I love comedy podcasts, The Jeselnek and Rosenthal Vanity Project, a favourite. His style is dark humour and it seems that a significant proportion of the audience actually believe some of the things he jokes about. I think it's one of the reasons they rarely field audience questions and never phone calls.
Hmm, what's something I really like that gets shit on all the time? Open-world games with question marks all over the map is a big one. I like checking off points of interest, but it's reviled by many, and I can understand why. I also hate Soulslike games even though they seem to be super popular.
Oh ffs. For me it was the 40K fans. The grand majority is completely fine. But there are still these mouth breathing, bitter, gatekeeping neckbeards who loose their mind the moment something goes against…well they loose their mind all the time. No real reason to it. At least the mods tried to contain the worst offenders. Who would have thought a setting filled with hate and xenophobia attracts hate filled racists?
Firefly. Only because I've never met anyone that wasn't someone I had to introduce to it.

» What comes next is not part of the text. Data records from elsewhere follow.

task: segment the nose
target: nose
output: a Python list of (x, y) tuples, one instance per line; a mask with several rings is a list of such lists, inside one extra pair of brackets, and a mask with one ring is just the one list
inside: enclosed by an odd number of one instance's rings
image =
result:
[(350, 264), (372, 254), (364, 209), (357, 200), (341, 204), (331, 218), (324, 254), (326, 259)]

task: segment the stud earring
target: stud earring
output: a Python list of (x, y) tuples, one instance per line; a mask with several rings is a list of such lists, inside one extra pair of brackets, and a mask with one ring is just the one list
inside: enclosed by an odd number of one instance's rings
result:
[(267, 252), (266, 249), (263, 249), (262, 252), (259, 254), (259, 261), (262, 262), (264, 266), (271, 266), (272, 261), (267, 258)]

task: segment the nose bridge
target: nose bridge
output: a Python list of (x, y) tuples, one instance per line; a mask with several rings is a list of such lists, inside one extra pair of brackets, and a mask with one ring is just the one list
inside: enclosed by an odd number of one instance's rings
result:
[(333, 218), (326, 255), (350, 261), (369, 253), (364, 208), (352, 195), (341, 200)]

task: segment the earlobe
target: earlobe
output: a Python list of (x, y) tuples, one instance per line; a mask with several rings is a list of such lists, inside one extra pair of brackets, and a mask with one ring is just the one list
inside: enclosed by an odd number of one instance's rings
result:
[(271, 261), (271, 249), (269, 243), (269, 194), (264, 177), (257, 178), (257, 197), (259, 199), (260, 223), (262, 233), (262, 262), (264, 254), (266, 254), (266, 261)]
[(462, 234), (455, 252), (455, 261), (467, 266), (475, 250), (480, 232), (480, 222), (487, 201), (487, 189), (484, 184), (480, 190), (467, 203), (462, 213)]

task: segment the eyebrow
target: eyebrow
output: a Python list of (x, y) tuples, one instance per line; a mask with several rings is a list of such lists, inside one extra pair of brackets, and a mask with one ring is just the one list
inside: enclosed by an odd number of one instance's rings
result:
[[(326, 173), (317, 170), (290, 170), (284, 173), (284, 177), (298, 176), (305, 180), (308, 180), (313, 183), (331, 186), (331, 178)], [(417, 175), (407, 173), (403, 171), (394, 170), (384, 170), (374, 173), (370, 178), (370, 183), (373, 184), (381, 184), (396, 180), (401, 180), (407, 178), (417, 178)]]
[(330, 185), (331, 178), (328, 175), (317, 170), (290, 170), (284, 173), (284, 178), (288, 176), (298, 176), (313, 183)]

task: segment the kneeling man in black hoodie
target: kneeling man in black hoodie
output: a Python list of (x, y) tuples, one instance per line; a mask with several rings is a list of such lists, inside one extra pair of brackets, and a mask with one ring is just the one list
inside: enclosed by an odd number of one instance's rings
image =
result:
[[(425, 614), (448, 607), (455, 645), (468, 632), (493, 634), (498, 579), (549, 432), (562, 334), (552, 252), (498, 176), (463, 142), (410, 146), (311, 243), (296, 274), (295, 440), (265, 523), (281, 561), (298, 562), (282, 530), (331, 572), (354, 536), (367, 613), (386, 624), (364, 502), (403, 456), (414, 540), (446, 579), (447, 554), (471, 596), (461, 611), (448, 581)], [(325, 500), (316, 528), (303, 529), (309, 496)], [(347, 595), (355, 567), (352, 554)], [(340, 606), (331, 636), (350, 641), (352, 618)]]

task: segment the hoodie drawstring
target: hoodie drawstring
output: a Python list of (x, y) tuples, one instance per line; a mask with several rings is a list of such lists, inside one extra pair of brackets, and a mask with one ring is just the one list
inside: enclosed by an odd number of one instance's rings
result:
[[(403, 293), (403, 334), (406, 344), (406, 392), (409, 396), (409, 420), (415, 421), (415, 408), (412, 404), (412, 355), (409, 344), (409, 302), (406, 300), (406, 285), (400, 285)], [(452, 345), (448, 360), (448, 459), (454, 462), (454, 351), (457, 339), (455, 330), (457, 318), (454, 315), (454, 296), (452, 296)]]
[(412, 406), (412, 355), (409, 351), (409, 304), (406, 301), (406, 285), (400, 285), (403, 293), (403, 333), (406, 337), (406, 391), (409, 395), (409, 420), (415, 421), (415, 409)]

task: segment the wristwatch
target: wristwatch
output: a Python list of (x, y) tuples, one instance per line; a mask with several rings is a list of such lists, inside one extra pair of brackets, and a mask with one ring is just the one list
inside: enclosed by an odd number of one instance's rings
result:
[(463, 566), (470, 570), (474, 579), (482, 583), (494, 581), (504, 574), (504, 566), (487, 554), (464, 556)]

Let alone the comics, novels, board/card games, etc.
But for real, if I ever got anyone enough of a base around me becoming such fans as I; I would also happen to have enough of the old school Mage:tAs books to equate Technocracy with the Alliance and equate the Trads to Pirates.
I used to be active on /r/mma which was actually a decent sub with good moderation, but there was also /r/ufc which was just awful.
A place for teenagers to post dogshit takes and say shit like “I can’t wait to see X fighter get knocked out”. They treat it like WWE, wanting it to be a dramatic story and not the competitive sport that it is.